Things start to look different at the national and international competitions. At the top level, those guys are more or less full-time dancers. They practice day and night, and make living out of it. I'm sure these people make enough money through workshops doing global tour as well.
Those guys are almost all non-whites.
If you want to make a career out of anything, you need to be exceptional and put in an insane amount of work from childhood. The role model you have in childhood matters a lot. Social pressure is another. I believe it is the same reason why so many professional basketball athletes are black. If all white kids want to become the president of the United States, the president would be likely white. If all black kids want to become professional basketball players, basketball players would be almost always black.
Breakdance as Mainstream
As someone who's started off with breakdancing, I can sympathize with this point.
When it comes to hiphop, house, locking, and popping, black people dominate.
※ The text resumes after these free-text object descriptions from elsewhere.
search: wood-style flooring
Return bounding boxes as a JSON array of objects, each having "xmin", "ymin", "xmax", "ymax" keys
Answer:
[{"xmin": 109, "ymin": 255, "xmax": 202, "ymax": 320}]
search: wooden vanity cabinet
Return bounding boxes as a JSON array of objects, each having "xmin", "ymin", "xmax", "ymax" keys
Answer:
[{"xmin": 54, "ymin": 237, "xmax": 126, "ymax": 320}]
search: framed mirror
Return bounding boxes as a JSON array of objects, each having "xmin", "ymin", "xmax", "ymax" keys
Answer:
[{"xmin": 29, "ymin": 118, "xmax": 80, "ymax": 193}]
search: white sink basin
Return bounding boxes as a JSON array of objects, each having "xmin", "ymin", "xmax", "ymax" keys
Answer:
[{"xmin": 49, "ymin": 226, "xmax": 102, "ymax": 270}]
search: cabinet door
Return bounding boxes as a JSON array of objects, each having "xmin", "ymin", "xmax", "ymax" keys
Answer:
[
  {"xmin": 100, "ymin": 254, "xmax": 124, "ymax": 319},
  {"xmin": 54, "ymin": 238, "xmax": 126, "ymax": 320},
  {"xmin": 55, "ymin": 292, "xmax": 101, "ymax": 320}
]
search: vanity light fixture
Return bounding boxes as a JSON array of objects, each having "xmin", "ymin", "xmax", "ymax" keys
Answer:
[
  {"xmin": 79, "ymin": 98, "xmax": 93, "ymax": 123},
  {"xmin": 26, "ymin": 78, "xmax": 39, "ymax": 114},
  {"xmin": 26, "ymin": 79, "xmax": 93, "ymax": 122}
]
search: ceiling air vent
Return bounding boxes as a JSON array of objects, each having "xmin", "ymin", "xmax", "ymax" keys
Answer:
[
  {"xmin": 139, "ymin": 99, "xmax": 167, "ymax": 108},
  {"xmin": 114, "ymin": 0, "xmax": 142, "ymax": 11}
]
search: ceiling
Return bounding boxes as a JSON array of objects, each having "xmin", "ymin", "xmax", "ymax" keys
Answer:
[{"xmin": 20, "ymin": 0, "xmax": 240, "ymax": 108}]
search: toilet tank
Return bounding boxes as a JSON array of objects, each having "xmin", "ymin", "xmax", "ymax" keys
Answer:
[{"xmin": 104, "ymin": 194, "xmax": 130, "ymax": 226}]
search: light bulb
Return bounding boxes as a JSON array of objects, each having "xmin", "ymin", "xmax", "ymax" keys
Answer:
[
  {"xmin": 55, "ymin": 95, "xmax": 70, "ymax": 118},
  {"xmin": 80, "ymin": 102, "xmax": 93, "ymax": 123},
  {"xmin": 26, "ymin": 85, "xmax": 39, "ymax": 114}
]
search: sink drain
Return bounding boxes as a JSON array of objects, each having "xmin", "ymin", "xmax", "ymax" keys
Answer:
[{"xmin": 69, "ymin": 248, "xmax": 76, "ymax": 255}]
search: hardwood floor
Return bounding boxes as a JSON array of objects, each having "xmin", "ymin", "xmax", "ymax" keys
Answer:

It's especially true in an individual free-style improv. The only exception here is breakdancing.
My speculation is that breakdancing has become enough popularity to attract all kinds of races from around the world. It is now mainstream. That's what pushes people from different backgrounds to participate, creating an ethnically heterogeneous community. Who can resist that temptation of a guy spinning in their head?
Streetdance for Racial Minority
What do you think of Vietnamese? Pho?
Wrong! Think of them as exceptional dancers!
Throughout the research, I found so many South East Asians. That was especially the case in the videos filmed in US. That's astounding considering they, as a racial group, only account for less than 5% of the total American population. They are like invisible superman dancers that's keeping the dance scene afloat and vibrant. This piece of knowledge is definitely a gap in our culture. We need to start building this positive stereotype.
Lastly, regardless of which racial groups dancers belong to, it seems that streetdance will always remain popular for ethnic minorities in whichever nation. I believe that has something to do with its counter mainstream attitude. The root has no reference to race explicitly but implicitly builds up in potential dancers' psych.
Except these People
Except brown people. I could count only 1 person in the entire process. That seems weird thinking they represent as big of a racial group. Do they hate dancing?
That's not true. I was in a South Asian dance group back in university. Being the only non-brown in the group of 32 people, I was breathing their culture. And, it was such a surprise to me, how vibrant their dance community is. What was surprising was their heat was completely invisible to outsiders. It was not rare to find dancers who started practicing since 7 or 8, similar to how parents send their kids to ballet school.
The only difference is they take pride in their traditional dance. Their degree of dedication is not comparable to any other major ethnic groups. So, they end up not coming out much to the street dance scene.
Respect to Black Culture
Before closing the post, I need to pay extra respect to the black community.
You can name all kinds of street dancing from hiphop, house, popping, locking, waacking... In all street style genres, the forerunners like Elite Force, The Lockers, Electric Boogaloos are almost all black. There's no innate ability that turned them into the formidable dancers. Instead, it's the black culture that was particularly unique in 1970s, 80s, and 90s in US, that made them revolutionary. We need to pay deep respect for those originators.
Now, time has shifted a little. Originated in small neighborhoods of America, the dances have spread out across the globe from France to China making it an international phenomenon.
Today, the scene is becoming diverse more than ever. It's everybody's thing now. We need to push this new reality into the mainstream. Personally, I would love to see everyone participating equally regardless of your racial background.